Studio album by Cain's Offering
- Released: 11 September 2009
- Recorded: 2009 in DrumForest Studios, Astia Studio, Studio 57, Cornerstone Studio, Cave Studio and Living Room Glory Studio
- Genre: Power metal
- Length: 45:43
- Label: Avalon (Japan) Frontiers (Europe, USA)
- Producer: Jani Liimatainen

Cain's Offering chronology
|  | Gather the Faithful (2009) | Stormcrow (2015) |

= Gather the Faithful =

Gather the Faithful is the debut studio album of Finnish power metal band Cain's Offering, an all-star project started by former Sonata Arctica guitarist Jani Liimatainen. It was recorded in 2009 in different studios in Finland and was released on 22 July 2009 in Japan via Avalon. On the band's website the band stated that they're "right now concentrating on the following European/US release, which most likely will be end of August" and that they're "in negotiations with a well-known label, and will soon be able to announce the deal and tentative release date." The album was mixed by Jimmy Westerlund in Los Angeles, Hollywood and mastered by Eddy Schreyer at Oasis Mastering, Los Angeles, Burbank. On 25 June the band announced that their debut album will be released on 28 August in Europe and on 11 September in the USA by Frontiers Records.

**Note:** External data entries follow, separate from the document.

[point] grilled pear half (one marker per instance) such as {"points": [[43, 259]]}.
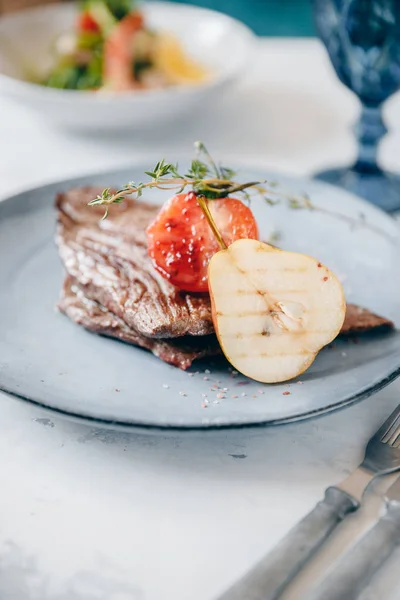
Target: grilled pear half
{"points": [[273, 310]]}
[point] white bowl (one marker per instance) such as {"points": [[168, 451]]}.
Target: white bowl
{"points": [[218, 41]]}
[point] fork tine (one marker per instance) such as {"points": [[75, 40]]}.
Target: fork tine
{"points": [[383, 430], [391, 431], [394, 437]]}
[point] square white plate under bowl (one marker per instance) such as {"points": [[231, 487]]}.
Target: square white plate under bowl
{"points": [[47, 360], [217, 41]]}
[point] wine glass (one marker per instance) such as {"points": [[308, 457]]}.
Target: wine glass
{"points": [[363, 42]]}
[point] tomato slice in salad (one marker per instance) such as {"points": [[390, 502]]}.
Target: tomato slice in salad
{"points": [[181, 243], [86, 23], [119, 53]]}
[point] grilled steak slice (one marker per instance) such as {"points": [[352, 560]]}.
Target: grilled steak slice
{"points": [[180, 352], [361, 320], [109, 260]]}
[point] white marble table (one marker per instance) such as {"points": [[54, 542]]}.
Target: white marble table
{"points": [[88, 514]]}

The tracks "Stolen Waters" and "Ocean of Regrets" were written when Liimatainen and Jani Hurula were still members of Paul Di'Anno's touring band.

== Track listing ==
All songs written by Jani Liimatainen.

1. "My Queen of Winter" – 4:15
2. "More Than Friends" – 4:20
3. "Oceans of Regret" – 6:21
4. "Gather the Faithful" – 3:50
5. "Into the Blue" – 4:25
6. "Dawn of Solace" – 4:18
7. "Thorn in My Side" – 4:07
8. "Morpheus in a Masquerade" – 6:51
9. "Stolen Waters" – 4:35
10. "Tale Untold" (bonus track for Japan) – 4:08
11. "Elegantly Broken" – 2:46

== Charts ==

| Chart (2009) | Peak position |
|---|---|
| Finnish Albums Chart | 20 |

== Credits ==
- Cain's Offering
- Timo Kotipelto – lead vocals
- Jani Liimatainen – guitars, additional keyboards, backing vocals, programming on all tracks, choir on "More Than Friends"
- Jukka Koskinen – bass
- Mikko Harkin – keyboards
- Jani Hurula – drums

- Additional musicians
- Petri Aho, Antti Railio – backing vocals, choir on "More Than Friends"
- Janne Hurme – Choir on "More Than Friends"

== Unreleased track ==
On Jani Hurula's Myspace profile, he uploaded an unreleased track called "13th Disciple" with Jani Liimatainen on vocals rather than Timo Kotipelto.